Reported by The Defiant, Thorchain, a decentralized liquidity protocol that facilitates native asset swaps across blockchains, is making a comeback after a string of hacks and a 96% plunge from its all-time high.
RUNE has nearly doubled since the team burned 60 million RUNE tokens last week to boost its lending capacity by $100 million, which accounted for 12% of the total supply. Its total value locked (TVL) climbed 45% to $507 million in that time.
Overall, it’s a remarkable comeback for a veteran DeFi protocol founded in 2018 with much fanfare that fell out of favor after being plagued by a series of exploits.
Thorchain offers interest-free loans against major crypto assets like Bitcoin and Ether, with no liquidations or fixed expiry date.

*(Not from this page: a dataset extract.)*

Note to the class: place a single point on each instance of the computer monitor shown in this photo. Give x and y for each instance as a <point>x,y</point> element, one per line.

As part of the latest upgrade, collateralization ratios for BTC and ETH were reduced to 200%, meaning users can borrow half the value of their assets.
With stablecoin borrowing rates across DeFi climbing into double-digits on increased demand for leverage amid the ongoing crypto rally, Thorchain presents an attractive alternative for borrowers.
“If you are leveraged long BTC or ETH and plan to stay that way for the next 30 days, you’re being financially foolish if you don’t move over to Thorchain no-interest and no-liquidation loans,” wrote crypto investor Tyler Reynolds.
However, it’s worth noting that Thorchain’s offering differs markedly from traditional overcollateralized loans on DeFi lending protocols like Maker or Aave, which hold borrowers’ collateral under lien until outstanding loans are repaid.
When a loan is opened on Thorchain, the collateral asset is sold for RUNE, while the difference between the collateral value and the loan value is burned. Debt is denominated in TOR – a dollar-pegged unit of account internal to Thorchain – which is based off the median price of all the stablecoins supported by the protocol.
Conversely, when loans are repaid, RUNE is minted and swapped for the original collateral asset, which is returned to the borrower. A potential risk of the design is excessive minting of RUNE if too many borrowers rush to redeem their collateral at the same time during. However, the team has put multiple safeguards in place, including circuit breakers and loan caps, to mitigate the risk.